Des dysfonctionnements chroniques

Les problèmes évoqués par le Conseil scientifique sont aussi graves qu’inquiétants : Des moyens matériels au point zéro : Imaginez un hôpital incapable d’acheter du papier depuis deux ans. Ce constat absurde illustre l’effondrement des capacités opérationnelles. Un état d’abandon infrastructurel: Les travaux de rénovation sont au point mort, et les infrastructures hospitalières vieillissantes aggravent l’impression d’un lieu hors d’âge. Une fuite des cerveaux internes: Le manque de personnel qualifié et la mauvaise répartition des effectifs sapent l’efficacité de l’hôpital. De nombreux praticiens talentueux préfèrent quitter un environnement où leur expertise ne peut s’exprimer pleinement. L’insécurité: Les services hospitaliers, notamment les urgences, sont devenues des lieux où l’insécurité règne, rendant le travail quotidien des équipes encore plus éprouvant. L’un des symptômes les plus marquants de cette crise est la quasi-disparition de la production scientifique. L’hôpital, autrefois lieu de réflexion et de progrès, est aujourd’hui paralysé dans ses missions de recherche et de publication. Les projets collaboratifs avec les universités sont devenus anecdotiques. Cette régression compromet non seulement l’innovation médicale, mais aussi la formation des futurs médecins. À l’ère des interconnexions mondiales et des avancées en télé-médecine ou en intelligence artificielle, le CHU Ben Badis reste désespérément figé dans le passé, incapable de s’intégrer aux nouveaux défis sanitaires.

Un appel à la renaissance

Ce constat amer n’est pas une fatalité. Les professionnels de santé du CHU Ben Badis, réunis en Conseil scientifique, appellent à un sursaut national. Ils interpellent le ministre de la Santé et le Président de la République pour initier une refonte profonde de l’établissement. Leur vision dépasse le simple sauvetage : ils demandent un retour à l’excellence hospitalo-universitaire, où la recherche, les publications scientifiques et l’interconnexion académique sont au cœur du renouveau. Ce sursaut nécessite des investissements massifs dans les infrastructures, mais aussi une revalorisation des missions académiques.

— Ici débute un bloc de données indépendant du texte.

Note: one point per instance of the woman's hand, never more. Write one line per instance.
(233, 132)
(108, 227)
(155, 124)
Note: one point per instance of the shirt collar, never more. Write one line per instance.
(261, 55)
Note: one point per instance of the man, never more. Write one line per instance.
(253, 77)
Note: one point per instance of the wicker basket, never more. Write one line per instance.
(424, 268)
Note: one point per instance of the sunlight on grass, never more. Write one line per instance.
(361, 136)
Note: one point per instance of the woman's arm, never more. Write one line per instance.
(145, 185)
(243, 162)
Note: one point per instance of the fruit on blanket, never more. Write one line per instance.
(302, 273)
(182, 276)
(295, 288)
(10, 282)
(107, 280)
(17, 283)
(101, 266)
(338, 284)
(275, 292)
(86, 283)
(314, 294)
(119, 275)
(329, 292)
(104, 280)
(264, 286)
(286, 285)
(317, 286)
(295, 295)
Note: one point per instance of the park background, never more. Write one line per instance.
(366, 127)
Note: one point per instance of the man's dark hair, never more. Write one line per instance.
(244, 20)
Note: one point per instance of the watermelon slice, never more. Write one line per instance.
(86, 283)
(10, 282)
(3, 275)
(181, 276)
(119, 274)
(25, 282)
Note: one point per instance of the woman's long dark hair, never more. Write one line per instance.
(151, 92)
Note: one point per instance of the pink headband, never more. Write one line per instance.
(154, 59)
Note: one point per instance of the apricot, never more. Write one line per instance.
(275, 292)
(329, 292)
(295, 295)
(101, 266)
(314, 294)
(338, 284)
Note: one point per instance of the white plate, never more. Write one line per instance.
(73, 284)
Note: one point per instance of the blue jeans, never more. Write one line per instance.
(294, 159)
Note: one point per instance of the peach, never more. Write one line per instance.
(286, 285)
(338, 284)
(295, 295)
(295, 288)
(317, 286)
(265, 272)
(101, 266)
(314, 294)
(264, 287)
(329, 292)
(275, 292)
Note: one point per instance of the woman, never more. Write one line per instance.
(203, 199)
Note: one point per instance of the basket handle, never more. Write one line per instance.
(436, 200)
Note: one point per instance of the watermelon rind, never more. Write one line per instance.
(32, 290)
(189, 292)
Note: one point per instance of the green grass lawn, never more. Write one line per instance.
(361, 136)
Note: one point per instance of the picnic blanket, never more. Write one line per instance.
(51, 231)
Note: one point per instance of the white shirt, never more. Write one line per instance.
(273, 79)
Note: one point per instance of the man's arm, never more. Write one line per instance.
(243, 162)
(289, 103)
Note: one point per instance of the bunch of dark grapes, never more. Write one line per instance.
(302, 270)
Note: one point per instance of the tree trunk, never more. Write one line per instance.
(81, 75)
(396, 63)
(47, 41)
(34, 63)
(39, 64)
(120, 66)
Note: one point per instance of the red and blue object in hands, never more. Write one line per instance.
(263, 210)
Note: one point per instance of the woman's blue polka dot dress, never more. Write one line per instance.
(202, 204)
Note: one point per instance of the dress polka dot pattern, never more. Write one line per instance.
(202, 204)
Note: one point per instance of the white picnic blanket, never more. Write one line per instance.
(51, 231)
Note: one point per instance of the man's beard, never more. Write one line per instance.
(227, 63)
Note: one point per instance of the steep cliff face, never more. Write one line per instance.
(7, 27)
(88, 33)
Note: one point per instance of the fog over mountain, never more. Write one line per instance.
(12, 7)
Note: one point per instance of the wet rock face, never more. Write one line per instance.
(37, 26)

Il est impératif de recréer un environnement propice à l’innovation, à la production scientifique et à la collaboration avec des partenaires nationaux et internationaux. Le CHU Ben Badis est un miroir des défis de la santé publique algérienne: manque de moyens, fuite des talents, déconnexion des avancées globales. Sauver cet hôpital, c’est non seulement préserver un patrimoine de santé publique, mais aussi relancer une ambition nationale pour une médecine tournée vers l’avenir. Ce cri de détresse doit être entendu, car il dépasse les murs du CHU de Constantine. Il reflète une crise systémique qui exige une réponse à la hauteur des enjeux. Le CHU Ben Badis doit redevenir un phare, guidant la médecine algérienne vers une nouvelle ère d’excellence et d’innovation.